What do Paranoid Parrot, Scumbag Steve, Good Guy Greg, Bad Luck Brian, Russian
Reversal, Sudden Clarity Clarence and Conspiracy Keanu, among others, have in common?

Besides the obvious alliteration, that is… If you know the answer, you are probably chortling away at one or the other of their latest exploits that appear on websites that thrive on memes and related images. If you are still clueless, try catching up on all these characters that feature in memes, and are changing the way people converse on the internet.

It usually starts with one photograph of a person and represents an idea. Take Success Kid, for example. What was initially the image of a small boy on the beach playing with sand, his hand bunched in a fist and lips pressed together in an “I did it” manner. Then, someone started adding little stories of his fictional exploits, much like the stories that proliferated in Cyberia about Chuck Norris or, closer home, Rajinikanth.

That is how the Success Kid meme started, with people simply spreading images with little stories of success achieved in an unusual way or under unusual circumstances. Similarly, the Good Guy Greg meme was all about fictional, sometimes over-the-top, stories about a fictional guy and his good deeds. His antipodal opposite was Scumbag Steve (or Scumbag Stacy, in the female avatar), who is the kind of “douche” that steals candy from babies or trips up senior citizens, or worse.

As time passed, the stories surrounding them began to get more and more real, because people began communicating stories about success, failure, good deeds and trashy behaviour, which they had witnessed, through these memes. Thus, a younger brother who borrowed a gaming console for a year but sold it and all its accompanying games without informing his brother became a Scumbag Steve, while a roommate who bought his roomie a pizza after inconveniencing him in some way came to be referred to as a Good Guy Greg.

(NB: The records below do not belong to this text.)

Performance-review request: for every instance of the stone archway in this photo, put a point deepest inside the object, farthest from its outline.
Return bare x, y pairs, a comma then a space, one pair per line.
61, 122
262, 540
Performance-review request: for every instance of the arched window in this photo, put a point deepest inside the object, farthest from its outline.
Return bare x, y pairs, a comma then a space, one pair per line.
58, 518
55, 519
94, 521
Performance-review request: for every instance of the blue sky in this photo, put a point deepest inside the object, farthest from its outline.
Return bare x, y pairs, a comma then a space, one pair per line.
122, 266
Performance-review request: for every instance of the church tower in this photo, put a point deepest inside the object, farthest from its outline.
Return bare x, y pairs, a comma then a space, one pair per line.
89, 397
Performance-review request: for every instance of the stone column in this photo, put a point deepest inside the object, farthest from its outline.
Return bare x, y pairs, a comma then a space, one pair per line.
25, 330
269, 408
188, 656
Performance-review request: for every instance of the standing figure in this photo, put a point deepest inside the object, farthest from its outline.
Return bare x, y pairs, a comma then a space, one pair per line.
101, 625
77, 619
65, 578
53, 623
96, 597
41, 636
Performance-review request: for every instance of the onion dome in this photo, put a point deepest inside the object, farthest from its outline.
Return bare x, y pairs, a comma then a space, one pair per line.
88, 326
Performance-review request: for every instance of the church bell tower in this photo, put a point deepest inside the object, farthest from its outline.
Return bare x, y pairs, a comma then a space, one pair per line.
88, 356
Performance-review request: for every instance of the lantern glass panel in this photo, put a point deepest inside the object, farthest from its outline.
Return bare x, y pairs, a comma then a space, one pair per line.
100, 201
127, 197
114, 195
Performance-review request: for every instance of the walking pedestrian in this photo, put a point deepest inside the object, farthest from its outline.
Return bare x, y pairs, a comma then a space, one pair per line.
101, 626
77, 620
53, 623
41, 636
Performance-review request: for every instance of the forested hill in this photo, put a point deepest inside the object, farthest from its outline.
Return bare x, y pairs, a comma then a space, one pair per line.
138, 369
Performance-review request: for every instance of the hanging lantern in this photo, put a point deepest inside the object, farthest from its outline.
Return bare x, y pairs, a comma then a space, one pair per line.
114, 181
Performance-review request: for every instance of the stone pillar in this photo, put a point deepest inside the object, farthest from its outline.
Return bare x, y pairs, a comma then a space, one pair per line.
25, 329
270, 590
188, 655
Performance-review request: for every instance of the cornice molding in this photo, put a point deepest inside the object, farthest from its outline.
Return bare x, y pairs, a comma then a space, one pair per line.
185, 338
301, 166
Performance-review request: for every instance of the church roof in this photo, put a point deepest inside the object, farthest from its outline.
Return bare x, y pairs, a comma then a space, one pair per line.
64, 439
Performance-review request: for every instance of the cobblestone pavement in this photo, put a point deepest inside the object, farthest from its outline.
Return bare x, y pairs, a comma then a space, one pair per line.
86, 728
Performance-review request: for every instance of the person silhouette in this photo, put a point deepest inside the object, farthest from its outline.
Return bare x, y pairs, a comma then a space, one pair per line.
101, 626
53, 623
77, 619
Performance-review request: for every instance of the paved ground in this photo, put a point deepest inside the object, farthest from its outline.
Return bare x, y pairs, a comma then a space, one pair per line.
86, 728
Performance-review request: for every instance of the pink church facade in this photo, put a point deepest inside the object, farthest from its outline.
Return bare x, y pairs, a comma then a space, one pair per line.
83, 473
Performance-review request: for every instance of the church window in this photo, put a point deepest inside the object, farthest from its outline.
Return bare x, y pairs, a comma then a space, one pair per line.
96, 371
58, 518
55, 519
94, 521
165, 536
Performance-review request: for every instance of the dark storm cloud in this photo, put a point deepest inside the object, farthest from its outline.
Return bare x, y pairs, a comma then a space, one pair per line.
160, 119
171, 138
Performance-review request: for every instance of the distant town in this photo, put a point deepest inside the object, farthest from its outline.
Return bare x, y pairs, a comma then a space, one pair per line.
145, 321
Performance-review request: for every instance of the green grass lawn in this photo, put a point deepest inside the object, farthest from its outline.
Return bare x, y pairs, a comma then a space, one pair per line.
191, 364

So, the next time you come across something like “India, y u no stop electing Congress?” (Meme: “Y u no...” guy) or Neil Degrasse Tyson, the scientist often held responsible for the demotion of Pluto from planet-status, holding both hands up beside his face, palms stretched and commenting on something to the effect of “Watch out, we have a bad*ss over here,” you have just come across some of the idioms that the internet uses now. Google “memes” to know more.